What I find insulting is that the proponents of reparations have addressed Americans as though white America, en masse, is solely responsible for slavery. They also argue that white America is responsible for its real and alleged aftereffects -- as though no apologies have ever been made for slavery and no recognition of its horrors is on record, as though all the deficiencies of black Americans (income gaps, education gaps and criminal incarceration gaps) are attributable solely or even mainly to white racism and as though all Americans who are not black should feel they owe a debt to all Americans who are black. Now that's offensive.

But that is exactly the case made by Randall Robinson and every other reparations proponent known to me. Has there been an apology for slavery or a recognition by white America that slavery is evil? Of course there has. Abraham Lincoln called slavery an offense to God. He said that every drop of blood from the lash would be paid by a drop of blood from the sword, and called the destruction of the South a judgment of the Lord. This was not in an obscure speech -- it was in his Second Inaugural Address. What more in the way of recognition could be asked?
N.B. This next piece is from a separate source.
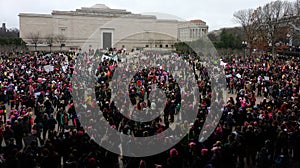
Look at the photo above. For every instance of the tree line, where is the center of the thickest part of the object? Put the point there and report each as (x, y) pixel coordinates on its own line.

And what is so insulting about the suggestion that welfare is a form of reparations for injuries done by slavery and discrimination? If the entire income gap between black Americans and other Americans is attributable to slavery and its afterlife -- as Robinson and the reparations advocates maintain -- then of course welfare could be considered an attempt to make up that deficit and repair that injury. Welfare payments to African-Americans represent a net transfer of wealth of more than a trillion dollars from other communities to theirs. Should African-Americans be grateful for slavery because they (incontrovertibly) live better in America than blacks do in Africa today? Nobody in his right mind would say so, and I certainly didn't.

What is at issue, really, in this campus tempest is not so much the right of an individual to publish his views as it is the right of an individual to publish reasonable views on race matters without being tarred and feathered or stigmatized for life.


By David Horowitz

David Horowitz is a conservative writer and activist.